- 시맨틱 텍스트 마이닝을 위한 온톨로지 활용 방안
- ㆍ 저자명
- 유은지,김정철,이춘열,김남규,Yu. Eun-Ji,Kim. Jung-Chul,Lee. Choon-Youl,Kim. Nam-Gyu
- ㆍ 간행물명
- 정보시스템연구
- ㆍ 권/호정보
- 2012년|21권 3호|pp.137-161 (25 pages)
- ㆍ 발행정보
- 한국정보시스템학회
- ㆍ 파일정보
- 정기간행물| PDF텍스트
- ㆍ 주제분야
- 기타
The increasing interest in big data analysis using various data mining techniques indicates that many commercial data mining tools now need to be equipped with fundamental text analysis modules.

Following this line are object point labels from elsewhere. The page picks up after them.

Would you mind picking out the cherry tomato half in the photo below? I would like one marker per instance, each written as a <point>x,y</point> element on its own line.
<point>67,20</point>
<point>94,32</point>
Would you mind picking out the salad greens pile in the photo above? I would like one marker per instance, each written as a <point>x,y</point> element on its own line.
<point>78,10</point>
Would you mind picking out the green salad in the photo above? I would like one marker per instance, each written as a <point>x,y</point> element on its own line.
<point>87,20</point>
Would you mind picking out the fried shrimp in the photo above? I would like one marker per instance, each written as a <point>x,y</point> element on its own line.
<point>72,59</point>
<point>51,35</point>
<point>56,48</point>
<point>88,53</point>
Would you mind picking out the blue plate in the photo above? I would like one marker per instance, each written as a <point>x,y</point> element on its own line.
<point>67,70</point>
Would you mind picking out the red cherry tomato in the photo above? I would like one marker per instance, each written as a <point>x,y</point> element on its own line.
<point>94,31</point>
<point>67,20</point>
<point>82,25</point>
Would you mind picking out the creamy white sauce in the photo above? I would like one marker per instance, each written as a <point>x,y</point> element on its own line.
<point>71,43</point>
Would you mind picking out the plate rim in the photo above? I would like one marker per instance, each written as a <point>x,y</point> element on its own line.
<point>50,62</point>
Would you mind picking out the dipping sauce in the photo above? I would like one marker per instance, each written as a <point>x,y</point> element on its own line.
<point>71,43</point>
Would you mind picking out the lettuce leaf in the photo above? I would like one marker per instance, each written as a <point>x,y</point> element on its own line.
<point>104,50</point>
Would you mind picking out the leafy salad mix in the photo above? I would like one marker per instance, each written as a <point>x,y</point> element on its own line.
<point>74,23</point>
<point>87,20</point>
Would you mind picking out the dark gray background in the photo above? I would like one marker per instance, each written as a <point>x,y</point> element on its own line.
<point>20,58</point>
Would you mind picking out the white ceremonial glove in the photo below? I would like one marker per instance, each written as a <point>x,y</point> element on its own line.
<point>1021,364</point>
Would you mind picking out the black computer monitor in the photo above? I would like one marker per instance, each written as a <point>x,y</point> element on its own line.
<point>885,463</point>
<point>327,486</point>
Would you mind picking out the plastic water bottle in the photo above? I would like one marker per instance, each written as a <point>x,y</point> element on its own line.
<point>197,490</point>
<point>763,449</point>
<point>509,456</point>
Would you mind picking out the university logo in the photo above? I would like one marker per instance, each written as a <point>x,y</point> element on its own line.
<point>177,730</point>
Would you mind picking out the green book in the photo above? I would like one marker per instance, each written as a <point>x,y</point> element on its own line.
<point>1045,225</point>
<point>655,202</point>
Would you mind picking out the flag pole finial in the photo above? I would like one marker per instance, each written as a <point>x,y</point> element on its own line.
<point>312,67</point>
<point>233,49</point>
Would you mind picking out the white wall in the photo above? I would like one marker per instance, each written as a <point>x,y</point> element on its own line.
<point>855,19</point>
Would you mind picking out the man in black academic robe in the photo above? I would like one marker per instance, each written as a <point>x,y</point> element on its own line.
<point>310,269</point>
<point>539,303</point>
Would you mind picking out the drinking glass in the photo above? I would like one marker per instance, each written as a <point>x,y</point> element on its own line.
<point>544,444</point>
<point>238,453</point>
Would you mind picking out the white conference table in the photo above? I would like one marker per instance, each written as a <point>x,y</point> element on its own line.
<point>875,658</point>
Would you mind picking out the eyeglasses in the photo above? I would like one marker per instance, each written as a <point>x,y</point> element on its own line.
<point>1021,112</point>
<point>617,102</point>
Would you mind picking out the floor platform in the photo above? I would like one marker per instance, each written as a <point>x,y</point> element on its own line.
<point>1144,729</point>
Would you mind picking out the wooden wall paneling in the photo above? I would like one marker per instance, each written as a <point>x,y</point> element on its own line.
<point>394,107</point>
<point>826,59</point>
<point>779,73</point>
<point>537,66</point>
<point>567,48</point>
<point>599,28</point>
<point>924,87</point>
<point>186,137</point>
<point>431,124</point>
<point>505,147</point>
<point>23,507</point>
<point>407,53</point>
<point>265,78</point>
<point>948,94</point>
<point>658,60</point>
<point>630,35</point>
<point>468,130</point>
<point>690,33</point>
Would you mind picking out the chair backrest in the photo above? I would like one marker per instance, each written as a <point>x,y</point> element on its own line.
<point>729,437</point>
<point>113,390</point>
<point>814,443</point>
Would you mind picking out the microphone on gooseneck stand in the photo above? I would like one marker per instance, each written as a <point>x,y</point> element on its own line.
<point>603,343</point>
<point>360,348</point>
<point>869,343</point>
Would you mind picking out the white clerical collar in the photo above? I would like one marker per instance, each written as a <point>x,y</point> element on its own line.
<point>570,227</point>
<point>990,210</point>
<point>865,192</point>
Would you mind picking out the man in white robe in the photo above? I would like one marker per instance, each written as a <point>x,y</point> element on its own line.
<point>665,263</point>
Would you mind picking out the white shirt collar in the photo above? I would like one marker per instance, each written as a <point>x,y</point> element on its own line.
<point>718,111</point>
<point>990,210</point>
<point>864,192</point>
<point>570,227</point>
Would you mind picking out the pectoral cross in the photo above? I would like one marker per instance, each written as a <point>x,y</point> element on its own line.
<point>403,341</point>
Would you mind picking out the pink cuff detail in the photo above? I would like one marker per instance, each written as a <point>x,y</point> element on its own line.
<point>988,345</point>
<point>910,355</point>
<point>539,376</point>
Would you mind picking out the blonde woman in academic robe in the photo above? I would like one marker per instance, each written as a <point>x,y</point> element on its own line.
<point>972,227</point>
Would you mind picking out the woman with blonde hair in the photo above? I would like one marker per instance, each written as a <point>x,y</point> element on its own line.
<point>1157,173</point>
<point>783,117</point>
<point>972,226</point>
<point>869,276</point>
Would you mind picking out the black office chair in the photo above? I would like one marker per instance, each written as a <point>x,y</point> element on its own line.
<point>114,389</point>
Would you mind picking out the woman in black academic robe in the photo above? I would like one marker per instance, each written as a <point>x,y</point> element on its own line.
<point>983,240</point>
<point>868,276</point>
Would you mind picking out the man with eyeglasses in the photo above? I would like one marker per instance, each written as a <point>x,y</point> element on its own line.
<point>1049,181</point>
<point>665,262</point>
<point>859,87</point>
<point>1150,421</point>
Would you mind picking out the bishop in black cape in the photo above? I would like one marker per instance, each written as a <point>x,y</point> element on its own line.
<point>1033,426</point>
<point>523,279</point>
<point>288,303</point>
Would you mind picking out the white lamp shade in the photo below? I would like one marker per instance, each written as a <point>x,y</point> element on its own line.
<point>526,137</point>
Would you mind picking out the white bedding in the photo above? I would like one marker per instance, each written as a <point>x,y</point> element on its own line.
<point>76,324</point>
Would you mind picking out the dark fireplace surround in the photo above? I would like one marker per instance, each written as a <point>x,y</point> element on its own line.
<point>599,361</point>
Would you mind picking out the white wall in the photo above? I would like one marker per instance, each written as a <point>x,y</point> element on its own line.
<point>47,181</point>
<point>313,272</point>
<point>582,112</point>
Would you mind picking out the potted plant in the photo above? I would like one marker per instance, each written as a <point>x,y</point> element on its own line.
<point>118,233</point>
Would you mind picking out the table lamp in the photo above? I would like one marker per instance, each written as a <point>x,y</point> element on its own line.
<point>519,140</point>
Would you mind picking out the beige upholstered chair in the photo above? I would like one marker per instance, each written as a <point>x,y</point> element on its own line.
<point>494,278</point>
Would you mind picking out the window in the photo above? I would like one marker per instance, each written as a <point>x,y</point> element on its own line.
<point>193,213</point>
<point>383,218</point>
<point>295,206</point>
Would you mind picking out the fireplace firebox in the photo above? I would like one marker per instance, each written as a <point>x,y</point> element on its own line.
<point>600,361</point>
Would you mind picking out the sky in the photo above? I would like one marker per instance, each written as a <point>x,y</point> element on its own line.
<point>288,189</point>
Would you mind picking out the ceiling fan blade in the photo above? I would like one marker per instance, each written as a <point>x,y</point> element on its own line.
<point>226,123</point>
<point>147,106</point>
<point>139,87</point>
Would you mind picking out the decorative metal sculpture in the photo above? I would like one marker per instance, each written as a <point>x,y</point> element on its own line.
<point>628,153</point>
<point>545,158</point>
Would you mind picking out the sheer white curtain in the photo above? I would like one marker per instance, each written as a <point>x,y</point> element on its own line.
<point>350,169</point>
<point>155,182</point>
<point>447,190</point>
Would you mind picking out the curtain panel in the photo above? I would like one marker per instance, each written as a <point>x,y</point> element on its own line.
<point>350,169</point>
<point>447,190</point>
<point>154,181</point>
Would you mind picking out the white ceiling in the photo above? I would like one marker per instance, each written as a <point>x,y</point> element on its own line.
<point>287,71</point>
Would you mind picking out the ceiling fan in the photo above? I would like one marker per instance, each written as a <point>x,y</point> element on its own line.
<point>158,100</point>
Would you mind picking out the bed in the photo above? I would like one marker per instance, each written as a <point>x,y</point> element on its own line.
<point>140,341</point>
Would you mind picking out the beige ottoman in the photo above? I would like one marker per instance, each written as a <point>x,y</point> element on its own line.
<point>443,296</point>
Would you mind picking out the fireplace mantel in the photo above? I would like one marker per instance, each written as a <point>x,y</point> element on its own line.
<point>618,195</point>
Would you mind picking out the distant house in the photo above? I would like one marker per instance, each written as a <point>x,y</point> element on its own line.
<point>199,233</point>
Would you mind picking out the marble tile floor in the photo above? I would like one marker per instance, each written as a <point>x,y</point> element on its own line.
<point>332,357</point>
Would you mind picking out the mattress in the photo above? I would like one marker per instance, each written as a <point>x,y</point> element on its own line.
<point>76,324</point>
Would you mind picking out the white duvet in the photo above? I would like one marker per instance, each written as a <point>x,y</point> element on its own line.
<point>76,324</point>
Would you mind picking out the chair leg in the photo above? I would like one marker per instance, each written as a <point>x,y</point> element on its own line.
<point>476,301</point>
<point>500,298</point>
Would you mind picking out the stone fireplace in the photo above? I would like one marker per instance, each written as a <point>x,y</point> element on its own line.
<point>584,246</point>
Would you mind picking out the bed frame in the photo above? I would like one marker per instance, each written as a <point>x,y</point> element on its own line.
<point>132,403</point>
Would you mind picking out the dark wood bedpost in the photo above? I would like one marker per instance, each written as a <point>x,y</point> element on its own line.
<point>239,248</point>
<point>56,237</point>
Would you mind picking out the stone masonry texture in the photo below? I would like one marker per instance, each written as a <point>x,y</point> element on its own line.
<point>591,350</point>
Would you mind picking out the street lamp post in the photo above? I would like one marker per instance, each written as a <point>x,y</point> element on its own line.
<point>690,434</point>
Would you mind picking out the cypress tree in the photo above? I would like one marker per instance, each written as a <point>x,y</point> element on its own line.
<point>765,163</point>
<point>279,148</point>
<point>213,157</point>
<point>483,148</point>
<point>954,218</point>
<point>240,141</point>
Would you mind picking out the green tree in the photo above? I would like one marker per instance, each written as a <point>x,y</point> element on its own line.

The most essential prerequisite for accurate analysis of text documents is an understanding of the exact semantics of each term in a document. The main difficulties in understanding the exact semantics of terms are mainly attributable to homonym and synonym problems, which is a traditional problem in the natural language processing field. Some major text mining tools provide a thesaurus to solve these problems, but a thesaurus cannot be used to resolve complex synonym problems. Furthermore, the use of a thesaurus is irrelevant to the issue of homonym problems and hence cannot solve them. In this paper, we propose a semantic text mining methodology that uses ontologies to improve the quality of text mining results by resolving the semantic ambiguity caused by homonym and synonym problems. We evaluate the practical applicability of the proposed methodology by performing a classification analysis to predict customer churn using real transactional data and Q&A articles from the "S" online shopping mall in Korea. The experiments revealed that the prediction model produced by our proposed semantic text mining method outperformed the model produced by traditional text mining in terms of prediction accuracy such as the response, captured response, and lift.